I’m going on local TV later to talk about what Bowie meant to me, and thinking about that now. First heard him in early ’71: Holy Holy on Radio Luxembourg. Loved him since 1972 and Ziggy Stardust, when everyone my age (14) discovered him. The song that absolutely captivated me was Five Years. Bought all the records, and the bootlegs. Was on holiday for his famous Rock City visit in 1997, but saw him play a fantastic set three years later, at Glastonbury (it appears in my novel Festival too), then went, with Sue and both Mikes to see his final tour, at the NEC, where we had seats right at the front, and where he was terrific. Over the last few weeks, my reading at the end of most evenings, after I’ve finished the latest chapter of the book I’m reading, has been an entry or two from Chris O’Leary’s terrific Rebel Rebel, the first volume of a superb series of analyses of every song that Bowie recorded. It began life on this fine blog, where, today, Chris has made a space for people to pay their tributes. This is mine. I rarely write about the deaths of people I didn’t know, but Bowie was a huge part of my life and the lives of many people close to me. I started the morning comforting my partner, then talking it over with a poet friend in China, a few years older than me, who is equally devastated. Then I went to a meeting with a city councillor who had clearly been wiping away the tears. It’s not what Bowie meant to me I need to talk about, it’s what he meant to all of us. How great art brings us together, reinforcing our humanity, inspiring us to be better. The video below is of the magical first moments I saw him, when he arrived early on stage that night in 2000, playing to the biggest Glastonbury crowd ever – over 200,000 people – the first of several numbers from what – if push came to shove – is probably my favourite Bowie album, Station To Station. We were still trying to find a good place to stand as he came on, and at first, his hair was so long, I thought the screens were showing a video from the first time he played Glastonbury, in 1971. But it wasn’t. It was Bowie, live. And he was brilliant.

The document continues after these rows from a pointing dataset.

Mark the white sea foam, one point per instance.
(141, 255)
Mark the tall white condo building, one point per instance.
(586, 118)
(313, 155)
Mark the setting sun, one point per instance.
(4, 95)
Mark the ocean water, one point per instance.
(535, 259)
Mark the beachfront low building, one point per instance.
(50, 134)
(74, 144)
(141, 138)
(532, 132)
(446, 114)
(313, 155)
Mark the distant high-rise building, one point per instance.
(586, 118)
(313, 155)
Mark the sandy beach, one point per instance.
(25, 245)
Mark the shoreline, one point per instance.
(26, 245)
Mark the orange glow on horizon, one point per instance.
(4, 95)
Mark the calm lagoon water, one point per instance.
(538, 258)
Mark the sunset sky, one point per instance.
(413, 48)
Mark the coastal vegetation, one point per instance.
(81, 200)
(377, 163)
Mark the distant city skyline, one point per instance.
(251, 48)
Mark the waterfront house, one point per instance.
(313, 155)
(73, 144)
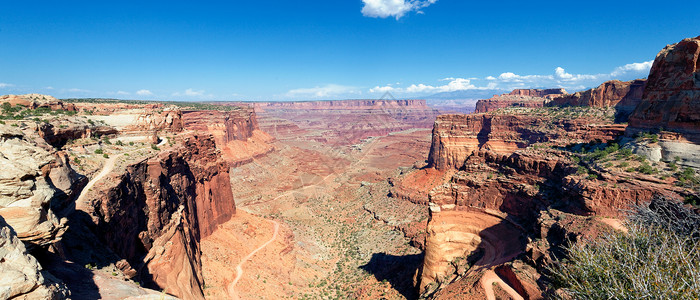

Great piece David. He was important in my music life too and I think you’ve got it just spot on. Thanks
Thanks, Kitty. Good to hear from you.
I bought Ziggy Stardust unheard on the basis of a full page ad in the NME when it came out. I guess I was 19 or 20, give or take a month or two. All my friends said What the fuck is this? A couple of weeks later everyone had a copy. 24 hours after news of his being gone the tears continue to well up. But he’ll never be really gone.
I will admit to not falling in love with Blackstar at first – some of it struck me as stunning, other parts left me a little indifferent. Now the focus is, perhaps unfortunately, on the words rather more than the music it’s almost too moving. Whatever. More than genius.
& this is brilliant, from William Boyd in the Guardian: The decade of our loose continuity connections ended in New York shortly before Bowie’s 60th birthday. It was at a party in a Tribeca hotel. As I arrived I saw Bowie stepping out of a yellow cab and paying the driver. Greeting him and vaguely surprised to see him in this form of transport I asked him if he ever had any problems moving around the city. Not at all, he said, he happily used cabs and subways. “I just carry one of these,” he said, and held up a Greek newspaper. People think: that’s David Bowie, surely? Then they see the Greek newspaper – no, can’t be, just some Greek guy who looks like him.
Brilliant story. Thanks, Martin. Martin is the poet in China who I mention in the blog above. You might like to know he’ll be in Nottingham briefly next month, at the Jazz and Poetry event I host in the Guitar Bar, on February 10th.
Thanks for the Wild is the Wind video too Dave. Possibly my favourite Bowie track (though I’ve thought that about any number of his songs in the last 36 hours). Travelling through my days with an internal Bowie soundtrack.